Courses Taught at Connecticut College
PHI 229: Bioethics (Spring 2017)
Course description: This course offers an introduction to contemporary issues in bioethics. In this course, those issues will largely concern whether, when, and how to bring about, extend, and end human lives. We will focus primarily on questions that arise at, and in between, the margins of life. We begin the course, in our first unit, with ethical issues that surround the beginning of life. Some of the questions we will ask in this unit include: Is abortion morally permissible? Does the issue of whether or not abortion is morally permissible hinge on whether or not fetuses are people, or on something else? Is it permissible to pay women to carry another person's child? Can we harm future people by bringing them into existence? Can it ever be immoral to have children? In our second unit, we will turn to ethical issues that concern how to treat and value the human lives that are here. Some of these questions concern extending human lives: How should we allocate scarce medical resources to needy patients? Should we be able to buy and sell human organs? Other questions in this second unit concern the doctor-patient relationship: Do healthcare providers have an obligation to tell their patients the truth, or to perform services they believe to be immoral? Are there limits to what patients can choose to have done to themselves? Finally, in our third unit, we turn to questions that concern the end of life. Is there an important difference between killing and letting die? Is it ever morally permissible for individuals to end their own lives? Can we make decisions about end-of-life care for our future selves, even when those future selves may be quite different from our present selves?
PHI 265: The Ethics and Epistemology of Stereotypes (Fall 2016)
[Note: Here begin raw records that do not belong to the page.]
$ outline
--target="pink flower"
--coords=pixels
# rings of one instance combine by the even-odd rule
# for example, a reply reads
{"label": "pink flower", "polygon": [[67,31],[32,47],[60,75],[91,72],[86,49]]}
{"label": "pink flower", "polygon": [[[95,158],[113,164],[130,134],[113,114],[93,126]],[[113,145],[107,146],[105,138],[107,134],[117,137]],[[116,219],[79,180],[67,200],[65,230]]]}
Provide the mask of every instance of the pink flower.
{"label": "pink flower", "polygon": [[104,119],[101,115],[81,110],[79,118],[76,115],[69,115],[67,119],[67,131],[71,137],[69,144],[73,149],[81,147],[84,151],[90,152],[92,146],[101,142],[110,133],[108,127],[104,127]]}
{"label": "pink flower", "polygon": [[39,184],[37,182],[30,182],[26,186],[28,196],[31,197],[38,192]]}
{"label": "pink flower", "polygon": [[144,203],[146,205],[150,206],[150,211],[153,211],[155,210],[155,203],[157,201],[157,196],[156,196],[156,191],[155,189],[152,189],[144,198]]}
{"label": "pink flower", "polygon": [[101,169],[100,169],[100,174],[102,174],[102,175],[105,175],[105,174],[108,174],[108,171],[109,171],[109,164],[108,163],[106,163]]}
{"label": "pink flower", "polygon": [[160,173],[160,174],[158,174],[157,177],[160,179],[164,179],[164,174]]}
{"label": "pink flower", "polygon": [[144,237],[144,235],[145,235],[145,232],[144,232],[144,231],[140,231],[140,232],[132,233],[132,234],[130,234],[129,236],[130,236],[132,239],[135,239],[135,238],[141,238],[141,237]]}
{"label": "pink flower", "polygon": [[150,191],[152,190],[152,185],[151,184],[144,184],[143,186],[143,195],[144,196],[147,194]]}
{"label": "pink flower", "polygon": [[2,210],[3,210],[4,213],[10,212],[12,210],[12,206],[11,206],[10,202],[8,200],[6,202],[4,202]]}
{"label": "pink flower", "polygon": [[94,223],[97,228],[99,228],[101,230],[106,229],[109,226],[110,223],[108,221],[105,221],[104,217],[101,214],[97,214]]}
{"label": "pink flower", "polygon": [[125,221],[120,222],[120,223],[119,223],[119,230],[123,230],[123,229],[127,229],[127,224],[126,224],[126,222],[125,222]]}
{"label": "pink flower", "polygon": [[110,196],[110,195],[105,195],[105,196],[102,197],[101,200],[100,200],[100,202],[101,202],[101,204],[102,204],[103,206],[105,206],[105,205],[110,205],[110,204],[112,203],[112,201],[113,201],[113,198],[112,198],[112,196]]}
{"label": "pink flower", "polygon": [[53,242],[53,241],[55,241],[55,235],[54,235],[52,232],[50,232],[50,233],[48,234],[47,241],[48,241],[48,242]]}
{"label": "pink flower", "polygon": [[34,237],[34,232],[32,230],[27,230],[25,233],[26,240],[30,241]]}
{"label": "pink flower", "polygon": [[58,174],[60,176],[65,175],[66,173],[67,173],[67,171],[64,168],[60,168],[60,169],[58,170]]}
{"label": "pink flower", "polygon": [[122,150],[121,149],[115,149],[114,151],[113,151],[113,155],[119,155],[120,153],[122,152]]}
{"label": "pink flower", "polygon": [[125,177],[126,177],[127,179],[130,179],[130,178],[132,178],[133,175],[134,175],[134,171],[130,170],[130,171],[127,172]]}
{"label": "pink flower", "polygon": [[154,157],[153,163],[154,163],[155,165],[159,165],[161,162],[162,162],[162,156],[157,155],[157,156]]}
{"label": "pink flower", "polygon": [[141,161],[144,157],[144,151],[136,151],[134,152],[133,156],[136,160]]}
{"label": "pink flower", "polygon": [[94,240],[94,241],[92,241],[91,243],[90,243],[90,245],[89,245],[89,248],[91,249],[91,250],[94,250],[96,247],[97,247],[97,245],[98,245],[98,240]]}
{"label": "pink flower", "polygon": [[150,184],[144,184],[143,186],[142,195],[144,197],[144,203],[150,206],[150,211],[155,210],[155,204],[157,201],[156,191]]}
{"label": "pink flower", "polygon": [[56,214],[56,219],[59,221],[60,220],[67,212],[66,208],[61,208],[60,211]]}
Course description: In this course, we will examine epistemological and ethical questions surrounding stereotypes and the forms of prejudice to which stereotypes can give rise. (We will focus, in particular, on stereotypes and prejudices concerning race). Epistemological questions about stereotypes and prejudice largely concern their psychological status. Some of these questions include: How do stereotypes and prejudices take root in our minds? How might language affect the development of stereotypes and prejudice? How can we know about, and try to regulate, the stereotypes and prejudices we hold, if, as many social psychologists suggest, these are often largely unconscious and relatively automatic? How do the stereotypes we have about certain social groups (including racial groups) impact the ways in which we form beliefs and gain knowledge from the testimony of members of those groups? Ethical questions about stereotypes and prejudice concern their moral status. For example: What, if anything, is morally problematic about stereotyping, as such? What is (individual) racism, and what makes it morally problematic? Can it ever be morally justifiable to treat people in certain ways on the basis of stereotypes about their social-group membership? (For example, can racial profiling be morally justifiable?) What, if anything, is morally problematic about forms of humor that exploit stereotypes and prejudicial attitudes?
Past Courses (at Connecticut College)
PHI 202: History of Modern Philosophy
PHI 330i: Major Texts: David Hume
Teaching Experience at U.C. Berkeley
As Primary Instructor
Early Modern Philosophy, Summer 2012
Early Modern Philosophy, Summer 2011
As Graduate Student Instructor (* = upper-level course)
Ancient Philosophy, Richard Lawrence, Summer 2015
* Aesthetics, Alva Noë, Summer 2014
Early Modern Philosophy, Hannah Ginsborg, Spring 2014
* Ethical Theories, R. Jay Wallace, Spring 2013
* Plato, Klaus Corcilius, Fall 2012
Early Modern Philosophy, Barry Stroud, Spring 2011
* Theory of Knowledge, Sherrilyn Roush, Fall 2010
Ancient Philosophy, Vanessa de Harven, Summer 2010
* Hume, Barry Stroud, Spring 2010
Nature of Mind, Geoffrey Lee, Fall 2009
Knowledge and Its Limits, Stanley Chen, Summer 2009
Early Modern Philosophy, Hannah Ginsborg, Spring 2009
* Free Will (Philosophical Methods), Lara Buchak, Fall 2008
* Hume, Josef Moural, Summer 2008
Early Modern Philosophy, Hannah Ginsborg, Spring 2008
Individual Morality and Social Justice, Niko Kolodny, Fall 2007
Teaching Awards (at U.C. Berkeley)
In 2013, I won the university-wide Outstanding Graduate Student Instructor Award, awarded to less than 10 percent of Berkeley GSIs.
In 2013, I also won the university-wide Teaching Effectiveness Award, which recognizes pedagogical innovation.